Are Chinese VCs a New Source of Capital for Private Tech Growth Firms in U.S.?
As part of our “ear-to-the-ground” approach to research, we attend key conferences where leaders in the venture-backed asset class debate emerging trends and issues. We recently went to an investor conference hosted by F50 in Palo Alto and discovered a number of surprises regarding current valuation levels, a potentially “mild winter” in the venture ecosystem, and the growing impact of non-traditional venture investors. Here are our key takeaways and views on what will happen next.
Thoughts on broader VC sentiment: Among conference participants, there was a general consensus that valuation trends of the first quarter of 2017 imply healthy normalization in both the number of deals completed as well as the valuation levels for private companies. Veteran investors compared the ongoing level of activity to that of 2012–2013. In other words, valuation discipline has returned, and diligence has become important again. Late-stage activity seems to have dipped below 2014–2015 levels, but remains clearly above 2012–2013 levels. However, the number of early-stage deals, a key leading indicator for the VC ecosystem, have declined sequentially for the past eight quarters, and they now sit at a five-year low.

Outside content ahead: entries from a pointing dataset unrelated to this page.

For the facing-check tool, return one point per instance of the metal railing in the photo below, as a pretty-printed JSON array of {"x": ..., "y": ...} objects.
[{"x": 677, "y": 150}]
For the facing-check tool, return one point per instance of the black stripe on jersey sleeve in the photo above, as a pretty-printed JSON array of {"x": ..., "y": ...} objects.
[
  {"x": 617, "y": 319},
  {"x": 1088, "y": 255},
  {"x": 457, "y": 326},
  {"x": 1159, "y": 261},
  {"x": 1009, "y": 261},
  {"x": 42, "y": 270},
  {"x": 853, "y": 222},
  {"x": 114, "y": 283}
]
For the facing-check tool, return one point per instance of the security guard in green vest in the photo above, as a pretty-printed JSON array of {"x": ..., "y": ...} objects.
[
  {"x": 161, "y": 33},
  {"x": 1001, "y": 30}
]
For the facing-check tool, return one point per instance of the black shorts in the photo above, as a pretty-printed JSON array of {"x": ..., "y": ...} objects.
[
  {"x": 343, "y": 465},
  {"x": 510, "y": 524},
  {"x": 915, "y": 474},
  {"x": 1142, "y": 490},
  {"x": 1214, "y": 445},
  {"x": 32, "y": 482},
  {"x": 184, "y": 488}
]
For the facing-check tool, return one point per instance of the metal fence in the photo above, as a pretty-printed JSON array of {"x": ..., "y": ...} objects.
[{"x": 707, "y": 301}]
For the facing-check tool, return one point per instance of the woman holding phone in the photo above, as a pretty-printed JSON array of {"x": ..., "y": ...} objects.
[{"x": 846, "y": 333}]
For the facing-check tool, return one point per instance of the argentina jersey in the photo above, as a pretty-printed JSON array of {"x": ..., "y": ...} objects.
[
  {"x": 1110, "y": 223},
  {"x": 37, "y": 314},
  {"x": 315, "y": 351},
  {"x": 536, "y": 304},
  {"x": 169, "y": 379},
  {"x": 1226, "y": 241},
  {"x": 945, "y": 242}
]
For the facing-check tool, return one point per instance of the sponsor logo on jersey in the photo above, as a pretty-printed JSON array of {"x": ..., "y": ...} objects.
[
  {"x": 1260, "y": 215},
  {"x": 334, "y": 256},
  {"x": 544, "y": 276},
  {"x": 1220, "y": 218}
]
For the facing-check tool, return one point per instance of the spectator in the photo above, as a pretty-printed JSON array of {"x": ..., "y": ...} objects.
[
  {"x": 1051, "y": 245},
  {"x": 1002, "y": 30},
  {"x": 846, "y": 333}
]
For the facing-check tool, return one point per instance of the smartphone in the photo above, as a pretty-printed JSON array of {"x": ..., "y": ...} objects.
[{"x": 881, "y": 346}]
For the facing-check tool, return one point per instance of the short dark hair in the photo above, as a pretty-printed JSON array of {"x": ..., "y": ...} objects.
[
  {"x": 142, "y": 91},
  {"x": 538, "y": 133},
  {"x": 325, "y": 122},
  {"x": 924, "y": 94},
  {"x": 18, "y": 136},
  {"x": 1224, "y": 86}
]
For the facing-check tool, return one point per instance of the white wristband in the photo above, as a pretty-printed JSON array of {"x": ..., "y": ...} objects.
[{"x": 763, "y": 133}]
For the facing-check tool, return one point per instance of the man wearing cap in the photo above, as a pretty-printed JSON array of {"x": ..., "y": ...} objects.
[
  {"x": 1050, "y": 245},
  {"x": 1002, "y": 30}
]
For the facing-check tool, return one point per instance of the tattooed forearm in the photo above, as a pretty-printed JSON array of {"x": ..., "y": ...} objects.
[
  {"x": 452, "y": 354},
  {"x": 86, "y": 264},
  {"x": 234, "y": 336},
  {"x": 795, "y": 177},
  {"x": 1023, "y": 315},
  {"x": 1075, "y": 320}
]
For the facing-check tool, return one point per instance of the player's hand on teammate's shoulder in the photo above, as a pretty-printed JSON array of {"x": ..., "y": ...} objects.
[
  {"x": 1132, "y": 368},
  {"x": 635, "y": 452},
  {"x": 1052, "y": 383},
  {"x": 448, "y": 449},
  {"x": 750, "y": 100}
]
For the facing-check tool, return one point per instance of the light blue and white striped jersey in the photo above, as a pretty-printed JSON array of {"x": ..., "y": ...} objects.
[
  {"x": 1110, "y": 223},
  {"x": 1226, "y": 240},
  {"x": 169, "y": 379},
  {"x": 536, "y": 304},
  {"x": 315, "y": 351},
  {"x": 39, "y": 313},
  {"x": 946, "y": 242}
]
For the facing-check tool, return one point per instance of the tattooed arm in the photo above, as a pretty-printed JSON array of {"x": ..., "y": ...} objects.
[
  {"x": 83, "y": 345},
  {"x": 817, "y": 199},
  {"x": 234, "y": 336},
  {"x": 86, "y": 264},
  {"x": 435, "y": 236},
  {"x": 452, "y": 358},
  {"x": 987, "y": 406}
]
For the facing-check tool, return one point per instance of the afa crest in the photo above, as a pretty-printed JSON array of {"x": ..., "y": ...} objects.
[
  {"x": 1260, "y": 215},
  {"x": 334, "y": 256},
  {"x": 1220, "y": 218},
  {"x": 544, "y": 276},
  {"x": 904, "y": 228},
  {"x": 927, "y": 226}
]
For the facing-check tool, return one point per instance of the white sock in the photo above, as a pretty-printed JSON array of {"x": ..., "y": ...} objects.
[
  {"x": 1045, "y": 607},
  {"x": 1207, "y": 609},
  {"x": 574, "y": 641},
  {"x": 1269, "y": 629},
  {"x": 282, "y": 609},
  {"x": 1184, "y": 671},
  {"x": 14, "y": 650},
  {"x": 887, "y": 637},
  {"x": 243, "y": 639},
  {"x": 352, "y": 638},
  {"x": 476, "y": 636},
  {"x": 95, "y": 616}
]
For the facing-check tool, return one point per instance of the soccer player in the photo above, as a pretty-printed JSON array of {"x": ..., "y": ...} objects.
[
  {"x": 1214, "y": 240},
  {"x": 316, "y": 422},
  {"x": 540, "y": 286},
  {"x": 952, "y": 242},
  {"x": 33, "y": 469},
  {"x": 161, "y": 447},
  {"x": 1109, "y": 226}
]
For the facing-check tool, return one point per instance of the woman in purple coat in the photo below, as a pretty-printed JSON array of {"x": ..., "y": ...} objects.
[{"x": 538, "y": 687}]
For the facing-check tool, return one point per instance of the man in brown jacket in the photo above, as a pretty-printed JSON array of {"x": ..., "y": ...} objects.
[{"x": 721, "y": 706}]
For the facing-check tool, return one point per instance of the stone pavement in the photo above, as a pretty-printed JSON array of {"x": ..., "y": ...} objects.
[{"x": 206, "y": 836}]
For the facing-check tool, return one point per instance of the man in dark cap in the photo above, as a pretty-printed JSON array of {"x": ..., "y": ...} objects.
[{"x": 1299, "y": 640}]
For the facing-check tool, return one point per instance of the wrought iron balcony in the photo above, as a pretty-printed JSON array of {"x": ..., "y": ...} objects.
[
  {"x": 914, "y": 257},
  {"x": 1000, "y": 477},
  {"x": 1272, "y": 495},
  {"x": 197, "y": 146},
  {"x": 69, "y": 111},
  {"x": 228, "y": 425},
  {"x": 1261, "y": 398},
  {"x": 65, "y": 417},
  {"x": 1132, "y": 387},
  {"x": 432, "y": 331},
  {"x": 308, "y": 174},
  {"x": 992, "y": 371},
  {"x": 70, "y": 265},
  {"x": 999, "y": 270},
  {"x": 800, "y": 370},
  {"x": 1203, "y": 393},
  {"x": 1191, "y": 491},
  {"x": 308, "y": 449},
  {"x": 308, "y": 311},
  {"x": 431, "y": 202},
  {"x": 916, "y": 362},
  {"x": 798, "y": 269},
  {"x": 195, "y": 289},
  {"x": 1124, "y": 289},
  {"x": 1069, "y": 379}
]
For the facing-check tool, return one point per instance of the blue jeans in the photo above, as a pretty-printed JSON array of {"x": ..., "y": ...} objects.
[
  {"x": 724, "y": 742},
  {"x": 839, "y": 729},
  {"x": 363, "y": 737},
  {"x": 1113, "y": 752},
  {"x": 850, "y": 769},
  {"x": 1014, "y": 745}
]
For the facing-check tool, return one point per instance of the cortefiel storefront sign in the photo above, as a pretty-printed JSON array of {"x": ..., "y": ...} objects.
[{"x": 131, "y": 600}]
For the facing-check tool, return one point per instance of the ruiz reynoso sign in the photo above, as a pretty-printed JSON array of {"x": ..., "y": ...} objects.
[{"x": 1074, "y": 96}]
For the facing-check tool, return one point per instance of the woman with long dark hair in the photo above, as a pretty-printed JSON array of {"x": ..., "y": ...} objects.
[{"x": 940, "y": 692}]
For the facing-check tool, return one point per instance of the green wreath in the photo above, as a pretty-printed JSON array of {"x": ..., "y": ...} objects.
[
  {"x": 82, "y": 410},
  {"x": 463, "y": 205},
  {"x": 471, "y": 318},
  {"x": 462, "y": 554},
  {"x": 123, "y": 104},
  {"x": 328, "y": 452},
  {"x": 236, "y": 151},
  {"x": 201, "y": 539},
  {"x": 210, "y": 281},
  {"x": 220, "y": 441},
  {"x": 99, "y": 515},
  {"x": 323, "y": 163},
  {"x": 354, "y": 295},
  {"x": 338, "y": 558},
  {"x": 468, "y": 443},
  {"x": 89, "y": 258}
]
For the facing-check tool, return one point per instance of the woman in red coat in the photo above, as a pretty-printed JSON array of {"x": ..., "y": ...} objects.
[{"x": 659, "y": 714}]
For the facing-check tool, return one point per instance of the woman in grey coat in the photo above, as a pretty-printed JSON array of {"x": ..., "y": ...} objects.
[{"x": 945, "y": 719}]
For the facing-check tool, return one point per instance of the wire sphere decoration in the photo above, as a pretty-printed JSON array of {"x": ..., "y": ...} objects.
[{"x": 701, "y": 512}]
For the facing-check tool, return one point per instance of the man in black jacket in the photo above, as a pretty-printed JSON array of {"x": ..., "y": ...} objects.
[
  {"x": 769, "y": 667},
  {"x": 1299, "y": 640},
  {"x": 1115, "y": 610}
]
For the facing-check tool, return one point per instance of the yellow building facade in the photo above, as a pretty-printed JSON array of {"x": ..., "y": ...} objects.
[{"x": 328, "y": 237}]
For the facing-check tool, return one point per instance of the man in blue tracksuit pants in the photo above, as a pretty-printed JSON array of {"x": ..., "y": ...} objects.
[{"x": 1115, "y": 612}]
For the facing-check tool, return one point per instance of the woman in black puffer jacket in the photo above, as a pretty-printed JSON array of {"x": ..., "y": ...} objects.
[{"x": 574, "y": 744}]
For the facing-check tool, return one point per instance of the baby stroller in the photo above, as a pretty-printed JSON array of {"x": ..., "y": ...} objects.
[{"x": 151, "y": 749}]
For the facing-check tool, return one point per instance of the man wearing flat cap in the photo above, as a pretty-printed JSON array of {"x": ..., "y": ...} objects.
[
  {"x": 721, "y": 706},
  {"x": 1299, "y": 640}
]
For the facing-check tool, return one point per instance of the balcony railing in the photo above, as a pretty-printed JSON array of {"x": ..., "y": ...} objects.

Our take: We’d characterize the venture ecosystem’s sentiment as “cautiously optimistic.” Many investors have raised large pools of capital over the past couple of years. They see the strengthening appetite for IPOs and healthy M&A activity as positive signs and offsets to the ongoing “valuation discipline.” This year is off to a strong start and suggests improving VC sentiment and fundamentals compared to Q1:2016 levels.
Growing interest among international and non-traditional investors: Sovereign wealth funds (SWFs) are increasingly interested in this asset class. Investors from Malaysia (Khazanah) and Abu Dhabi (Mubadala) said they have started forming deeper relationships with key stakeholders in the Valley. We believe that private tech companies make up only a tiny fraction of investment portfolios for SWFs. Most funds have invested in conventional, fixed-income, and equity investments, and long-term projects like hotels, shopping centers, and ports. According to the market research firm Sovereign Wealth Fund Institute, fewer than 15 of the world’s 80-ish SWFs have made sizeable investments in private tech companies to date. However, that is starting to change. SWFs are clearly moving toward more allocation in alternative investments. This change in asset allocation strategy is part of a broader trend among global institutional investors to seek better returns against the backdrop of lower investment performance from public markets.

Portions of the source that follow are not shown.